Some roles, by their nature, give people authority over other people. Professors, for example, have teaching authority over their students. When I was young, I had a place as a student and that place was not in front of the classroom. My teacher also had a place, and it was not among us students. I understood these roles although, immature as I was, I didn’t necessarily like them and I rebelled.
While I grew out of my school-age insolence, I didn’t necessarily grow out of my pride, and so early in my career I resisted the authority of my bosses. I thought I was smarter than all of them, even though I had no experience and knew next to nothing. What a mistake! With maturity, I got over that and came to respect my employers.
Rebellion is common among youth so young people rarely gain very important positions in the world of commerce. Even as companies are generally flattening or reducing management layers, hierarchal structure remains important and we need to respect it. Someone has to be the boss.
As an entry-level employee or the person with the least seniority, it can be difficult to muster the respect due your manager. It is human nature to begrudge your boss; many people believe their bosses are marginally competent, or worse. Researchers at Florida State University surveyed more than seven hundred people in business: thirty-nine percent of them said their boss doesn’t keep promises; twenty-four percent said the boss invades their privacy and twenty-three percent said their bosses blame others to cover up their own mistakes. Conclusion: there are a lot of bad bosses out there! Nonetheless, you need to respect yours. If you find it impossible to respect your boss, a job change might be in order.
Think of Mathew 23:2-3 where Jesus instructs His apostles to do what the scribes and Pharisees say because of the authoritative position they hold, but not to act according to their example. The scribes and Pharisees were like bad bosses. Jesus didn’t tell His apostles to ignore them. He asked them to honor the authority due them given their role. But He also did not ignore the fact that these scribes and Pharisees were foolhardy and that’s why He warned people against imitating them. If your boss asks you to do something legitimate, you need to do it. But if he is a fool, you don’t need to act like one yourself.
Perhaps the biggest challenge arises when the boss and employee have different ideas about how to accomplish the company’s goals. In the newspaper world, that might be like an editor assigning a sports writer to cover a high school basketball game when the sports writer thinks he should be covering a professional hockey game. Or more seriously, maybe the boss instructs the employee to build a new plant in San Francisco when the employee believes all they really need is a little office in Poughkeepsie.

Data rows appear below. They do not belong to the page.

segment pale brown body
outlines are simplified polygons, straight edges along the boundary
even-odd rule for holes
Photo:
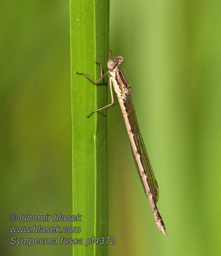
[[[140,179],[149,200],[157,228],[165,236],[166,234],[167,235],[167,233],[156,205],[159,198],[157,183],[140,132],[134,108],[130,97],[131,88],[120,67],[119,66],[119,65],[123,62],[123,58],[122,56],[113,58],[109,46],[109,49],[111,56],[111,58],[108,63],[108,67],[109,70],[103,75],[102,67],[100,64],[101,77],[99,79],[95,81],[84,74],[80,74],[83,75],[95,84],[97,84],[109,74],[111,75],[110,77],[109,76],[111,94],[111,103],[98,110],[94,110],[88,117],[90,116],[94,112],[114,105],[111,86],[111,83],[113,83],[126,125],[127,134],[129,136]]]

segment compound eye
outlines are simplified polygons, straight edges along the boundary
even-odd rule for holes
[[[113,60],[110,60],[108,62],[108,68],[111,70],[113,69],[115,66],[115,63],[113,61]]]
[[[119,56],[117,57],[117,61],[118,61],[118,65],[120,65],[123,62],[123,58],[122,56]]]

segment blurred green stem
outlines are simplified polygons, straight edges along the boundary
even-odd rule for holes
[[[101,63],[106,70],[108,58],[109,0],[70,0],[71,107],[73,122],[73,212],[82,215],[83,244],[74,245],[74,255],[107,255],[107,245],[88,238],[107,236],[108,194],[106,148],[106,110],[88,115],[106,104],[107,80],[94,84],[76,72],[93,79],[100,76]]]

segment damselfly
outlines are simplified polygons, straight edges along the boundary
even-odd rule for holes
[[[150,204],[157,228],[165,236],[166,234],[167,235],[167,233],[156,205],[159,198],[157,183],[140,132],[134,108],[131,99],[131,88],[121,68],[119,66],[123,62],[123,58],[119,56],[114,58],[109,44],[109,50],[111,57],[108,63],[108,68],[109,70],[105,74],[102,74],[102,66],[100,63],[97,63],[101,66],[101,77],[97,81],[94,81],[84,74],[77,73],[78,74],[84,75],[95,84],[97,84],[106,75],[108,75],[109,77],[111,103],[92,111],[88,117],[94,112],[114,105],[112,86],[113,83],[124,118],[140,179]]]

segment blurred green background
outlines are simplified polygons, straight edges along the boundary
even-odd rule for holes
[[[108,115],[109,255],[219,255],[221,3],[110,2],[112,50],[124,58],[169,235],[157,230],[117,105]],[[71,246],[10,245],[31,236],[11,234],[9,220],[72,213],[69,4],[1,3],[3,255],[71,255]]]

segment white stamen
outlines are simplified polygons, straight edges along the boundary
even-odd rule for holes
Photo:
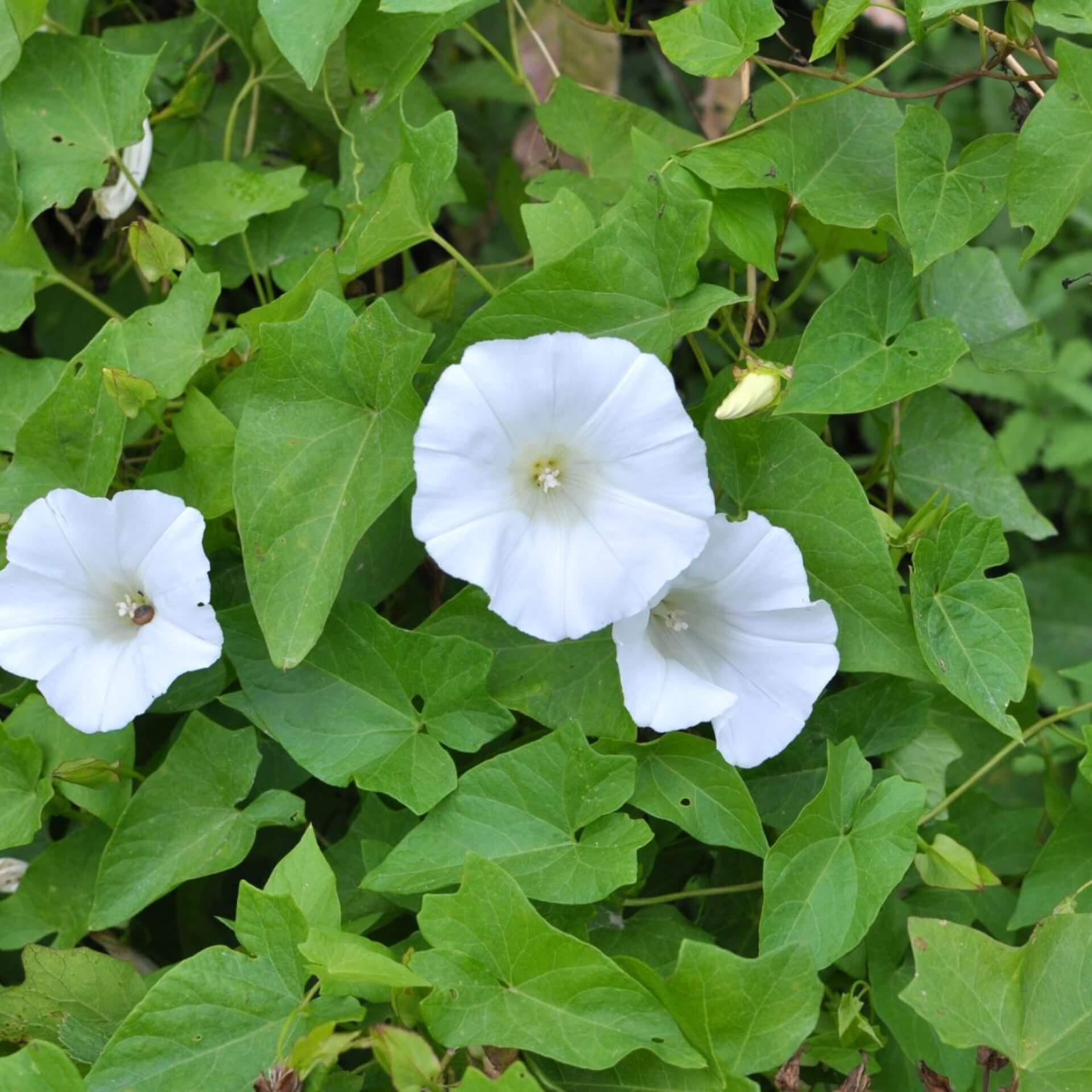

Communication is important; employees who have serious reservations about their boss’s judgment should talk about those concerns directly with the boss. Ultimately, however, the decision belongs to the boss. This can be difficult for some employees but over time this is a self-correcting system. If the boss makes too many bad decisions, at some point his own boss will deal with him. Granted, this can take a long time. Sometimes it takes a merger or some other dramatic event to shake things right.
Employees, however, are in charge of their own destiny. If the opportunities that lay in front of an employee look skewed because of the incompetence or ill-personalities of the people above him, then the employee needs to change jobs. The employee typically has the advantage over the employer; an employee usually has more opportunity to change jobs than most managers have to fire someone.